An employer who has obtained video evidence of an employee committing an offence and who wishes to use such video footage as evidence in support of its case against the employee may do so provided that the video submitted into evidence is clear to view, the audio is clear to hear, and the video footage is authentic, i.e. has not been tampered with in any way.

In this regard it would be necessary to show that the video has not been tampered with by ensuring that all requirements for validating the video evidence are complied with by the party relying on it. In the case of S v Ramgobin 1986 (4) SA 117 (N) it was held that if the video footage is in dispute it would have to be authenticated by a person who can testify that the video is a true representation of the objects and persons which they purport to represent and that the video footage was not altered or interfered with in anyway in order to be admissible. Thus, it is critical that the person who made the recording or supervised the recording should testify about the origin of the footage when it is tendered in evidence.

The ‘chain of custody’ of the video recording should also be documented and witnesses must be able to testify as to the sanctity of this chain of custody so as to prove that the recording was not tampered with. This may include testimony as to: how the images were captured; when, where and how the images were stored; who had access to the images from the time they were recorded until the time they were produced as evidence; and details of whether and how any enhancements have been done.

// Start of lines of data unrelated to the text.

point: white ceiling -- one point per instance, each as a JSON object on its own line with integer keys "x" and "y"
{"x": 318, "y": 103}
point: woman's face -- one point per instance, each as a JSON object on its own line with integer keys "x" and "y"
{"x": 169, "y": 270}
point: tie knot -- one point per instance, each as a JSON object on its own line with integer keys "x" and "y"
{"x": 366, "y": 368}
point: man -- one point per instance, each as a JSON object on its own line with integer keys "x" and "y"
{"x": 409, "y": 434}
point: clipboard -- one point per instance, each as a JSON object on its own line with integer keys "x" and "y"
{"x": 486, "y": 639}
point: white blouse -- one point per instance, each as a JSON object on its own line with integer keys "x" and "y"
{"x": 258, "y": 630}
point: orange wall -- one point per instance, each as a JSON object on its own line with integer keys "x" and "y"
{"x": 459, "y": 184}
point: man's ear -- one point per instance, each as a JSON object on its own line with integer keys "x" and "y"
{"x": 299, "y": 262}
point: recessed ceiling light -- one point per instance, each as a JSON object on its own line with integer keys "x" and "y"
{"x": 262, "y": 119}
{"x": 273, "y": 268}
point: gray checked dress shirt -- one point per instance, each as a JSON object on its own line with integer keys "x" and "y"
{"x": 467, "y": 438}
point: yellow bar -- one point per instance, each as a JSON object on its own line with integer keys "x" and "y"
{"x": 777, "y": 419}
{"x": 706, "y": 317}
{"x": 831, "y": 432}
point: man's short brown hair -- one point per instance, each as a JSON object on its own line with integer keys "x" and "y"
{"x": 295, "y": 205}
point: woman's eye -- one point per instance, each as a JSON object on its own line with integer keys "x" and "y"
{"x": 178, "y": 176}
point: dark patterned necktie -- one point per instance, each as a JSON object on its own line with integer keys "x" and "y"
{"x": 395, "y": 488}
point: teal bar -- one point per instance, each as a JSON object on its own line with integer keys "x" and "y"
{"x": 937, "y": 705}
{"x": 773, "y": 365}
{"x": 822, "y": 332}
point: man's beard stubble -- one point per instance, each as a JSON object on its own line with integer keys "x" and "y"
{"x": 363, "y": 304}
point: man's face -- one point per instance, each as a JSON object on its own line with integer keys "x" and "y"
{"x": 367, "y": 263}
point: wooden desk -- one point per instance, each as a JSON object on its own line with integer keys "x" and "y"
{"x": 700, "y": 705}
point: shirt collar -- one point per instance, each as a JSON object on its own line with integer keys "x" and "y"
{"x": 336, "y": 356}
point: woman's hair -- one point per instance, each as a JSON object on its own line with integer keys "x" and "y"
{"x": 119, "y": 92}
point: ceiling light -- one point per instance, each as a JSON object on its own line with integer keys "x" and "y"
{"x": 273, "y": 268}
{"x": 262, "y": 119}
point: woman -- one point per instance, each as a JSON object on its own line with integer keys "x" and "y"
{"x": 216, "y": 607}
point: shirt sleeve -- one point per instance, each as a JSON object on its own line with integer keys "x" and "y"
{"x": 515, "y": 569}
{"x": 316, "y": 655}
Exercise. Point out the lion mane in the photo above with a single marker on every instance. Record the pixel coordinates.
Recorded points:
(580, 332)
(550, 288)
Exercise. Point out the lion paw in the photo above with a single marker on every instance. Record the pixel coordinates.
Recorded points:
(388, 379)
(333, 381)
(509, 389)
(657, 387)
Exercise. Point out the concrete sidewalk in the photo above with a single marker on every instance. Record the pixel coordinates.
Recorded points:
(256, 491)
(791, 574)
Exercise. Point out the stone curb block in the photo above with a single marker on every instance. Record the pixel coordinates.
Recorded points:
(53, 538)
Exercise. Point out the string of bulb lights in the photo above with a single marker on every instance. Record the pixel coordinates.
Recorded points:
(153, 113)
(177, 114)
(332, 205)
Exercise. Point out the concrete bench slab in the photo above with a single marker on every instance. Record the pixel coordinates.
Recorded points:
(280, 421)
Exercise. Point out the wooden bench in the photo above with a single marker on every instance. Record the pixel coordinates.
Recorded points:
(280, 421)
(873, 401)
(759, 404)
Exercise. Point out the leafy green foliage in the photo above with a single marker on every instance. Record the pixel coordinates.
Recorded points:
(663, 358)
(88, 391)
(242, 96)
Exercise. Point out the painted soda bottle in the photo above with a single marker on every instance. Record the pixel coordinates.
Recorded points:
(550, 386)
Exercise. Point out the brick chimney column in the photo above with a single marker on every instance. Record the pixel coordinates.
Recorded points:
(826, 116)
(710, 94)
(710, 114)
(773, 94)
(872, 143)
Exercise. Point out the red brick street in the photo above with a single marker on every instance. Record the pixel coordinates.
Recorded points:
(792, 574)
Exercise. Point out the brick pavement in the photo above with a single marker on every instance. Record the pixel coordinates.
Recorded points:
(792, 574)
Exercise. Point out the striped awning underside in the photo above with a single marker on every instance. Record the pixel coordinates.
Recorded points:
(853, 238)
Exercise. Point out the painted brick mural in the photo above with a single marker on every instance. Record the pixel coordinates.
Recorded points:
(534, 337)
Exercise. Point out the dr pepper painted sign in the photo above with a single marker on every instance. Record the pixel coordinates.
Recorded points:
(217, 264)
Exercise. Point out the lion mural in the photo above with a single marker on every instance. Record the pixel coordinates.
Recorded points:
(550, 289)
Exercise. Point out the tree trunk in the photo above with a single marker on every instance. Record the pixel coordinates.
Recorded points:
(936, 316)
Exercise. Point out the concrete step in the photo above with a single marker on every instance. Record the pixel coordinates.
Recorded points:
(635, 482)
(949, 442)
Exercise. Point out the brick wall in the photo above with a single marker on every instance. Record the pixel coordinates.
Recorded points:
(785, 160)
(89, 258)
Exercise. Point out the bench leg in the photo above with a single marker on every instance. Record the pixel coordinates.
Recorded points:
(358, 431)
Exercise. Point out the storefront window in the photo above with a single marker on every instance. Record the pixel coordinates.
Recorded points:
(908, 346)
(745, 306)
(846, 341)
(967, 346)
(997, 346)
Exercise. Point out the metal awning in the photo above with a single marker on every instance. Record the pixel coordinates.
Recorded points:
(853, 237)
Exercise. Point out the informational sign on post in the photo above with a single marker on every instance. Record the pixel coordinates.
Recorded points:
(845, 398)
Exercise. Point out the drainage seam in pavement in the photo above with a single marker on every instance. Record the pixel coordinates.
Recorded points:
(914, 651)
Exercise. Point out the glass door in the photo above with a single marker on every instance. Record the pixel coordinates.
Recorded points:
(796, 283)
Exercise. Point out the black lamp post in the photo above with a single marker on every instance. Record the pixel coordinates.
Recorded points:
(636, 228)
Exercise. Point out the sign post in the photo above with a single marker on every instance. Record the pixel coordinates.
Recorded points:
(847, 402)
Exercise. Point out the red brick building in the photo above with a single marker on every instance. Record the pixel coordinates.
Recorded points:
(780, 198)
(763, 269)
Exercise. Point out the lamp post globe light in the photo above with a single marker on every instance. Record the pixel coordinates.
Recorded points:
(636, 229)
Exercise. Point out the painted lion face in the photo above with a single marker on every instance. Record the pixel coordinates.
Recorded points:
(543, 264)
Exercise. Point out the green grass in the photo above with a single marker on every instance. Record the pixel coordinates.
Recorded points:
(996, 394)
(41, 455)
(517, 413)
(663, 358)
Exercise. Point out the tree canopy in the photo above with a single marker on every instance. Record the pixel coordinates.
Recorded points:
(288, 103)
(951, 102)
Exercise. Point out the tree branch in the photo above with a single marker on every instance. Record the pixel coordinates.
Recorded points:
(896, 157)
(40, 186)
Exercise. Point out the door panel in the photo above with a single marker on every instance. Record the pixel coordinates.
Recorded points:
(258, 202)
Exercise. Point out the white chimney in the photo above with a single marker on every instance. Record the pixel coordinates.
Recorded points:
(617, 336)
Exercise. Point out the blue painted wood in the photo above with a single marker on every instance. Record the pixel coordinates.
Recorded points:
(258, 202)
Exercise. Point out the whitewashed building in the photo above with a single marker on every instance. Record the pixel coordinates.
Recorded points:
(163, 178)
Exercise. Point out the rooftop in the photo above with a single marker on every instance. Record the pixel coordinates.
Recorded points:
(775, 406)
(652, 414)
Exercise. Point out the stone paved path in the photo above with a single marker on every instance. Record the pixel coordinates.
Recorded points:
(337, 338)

As reflected in the case of Moloko v Commissioner Diale & Others (2004) 25 ILJ 1067 (LC), where the employee denies the content of the video footage, it must be established that the video footage presented is the same as when it was captured and that there has been no opportunity for it to have been altered before the evidence can be admitted.

RELEVANCE

A further requirement for the consideration of video evidence is that the evidence is relevant to the dispute. Video evidence is considered to be real evidence and a witness would need to clarify the relevance of the production of such evidence. Thus, someone would have to testify what the footage is of, when it was taken and where and why it is relevant to the issue before the arbitrator.  Whoever identifies the subject matter of or the person(s) in the footage should have direct knowledge of the subject matter or persons recorded.

In Afrox Ltd v Laka and Others (1999) 20 ILJ 1732 the Labour Court found that the arbitrator’s decision to disallow video footage was grossly irregular as the evidence that the employer wanted to use was relevant to the case at hand.

PRACTICAL APPLICATION:

Employers who wish to use video evidence in arbitration proceedings must be able to prove its authenticity and relevance. In this respect, witnesses ought to be called who can testify as to the type of camera used, when it operates, how the video footage is recorded and stored, how it is viewed and interpreted and by whom, when the event took place which is recorded, how that date and time can be established and that the footage shown at the arbitration is the same as the footage recorded at the time (i.e. it has not been edited, enhanced, amended etc.). Furthermore, a witness who can positively identify the person/s captured in the video footage should be called to testify at the hearing. That person must know the name and appearance of the persons who appear in the footage concerned.  Finally, although this is not a requirement, it is suggested that notice be given to the CCMA and other parties to the dispute that it is intended that video footage will be relied upon.